During the height of the heat wave in 2021, La Grande broke five consecutive daily record highs, from June 28 to July 2, and ultimately tied the daily record on July 3. For La Grande, the hottest temperature recorded was 108 degrees on June 30 and July 1. The reading of 108 degrees also broke the record for the highest monthly temperature recorded in June and tied the monthly record high for July originally set in 2002.
Additionally, the 108-degree mark tied the record for the all-time maximum temperature originally recorded in 2002.
“Last year was a bump away from the normal patterns,” Ann Adams, a National Weather Service assistant forecaster, said. “We had a larger, stronger, dry-air mass over the Northwest and it stayed put last year. It persisted over our area and heated up the entire West. We just happened to be under the deepest part of that ridge.”
Weather that warm is not expected in the area in the near future, but temperatures are definitely going to be on the increase.
“It looks like later this week, it will warm up,” Nierenberg said on Tuesday, June 21. “The 8-14-day outlook is calling for above normal temperatures and below normal precipitation into the last part of June, first part of July. I would think La Grande would probably hit 90 at some point in the next couple of weeks.”
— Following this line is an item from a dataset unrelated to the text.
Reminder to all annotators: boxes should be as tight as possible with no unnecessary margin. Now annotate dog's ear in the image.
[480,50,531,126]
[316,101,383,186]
There is still time to set a new record for the latest day on the calendar that the first 90 degree day comes to Wallowa or Union counties. In Wallowa County, the latest occurrence is July 30, 1907. Union County’s is far more recent — July 24, 2011.
It also looks like the region will begin to dry out from what was an abnormally wet spring. The National Integrated Drought Information System said May was the sixth wettest on record in Union County since records started being kept 128 years ago.
The National Weather Service, who partners with cooperative observers like the Oregon Department of Forestry to measure rain levels, reported 5.44 inches of rainfall in La Grande during May, which was 2.28 inches wetter than normal.
The wet spring and cool temperatures have helped keep wildfires at bay — for now.
“We’ve been relatively wet, so that’s going to put it off,” Nierenberg said of fire season. “These warmer temperatures are going to help us dry out, so we are still, I would think, probably by mid to late July, going to start having fire problems.”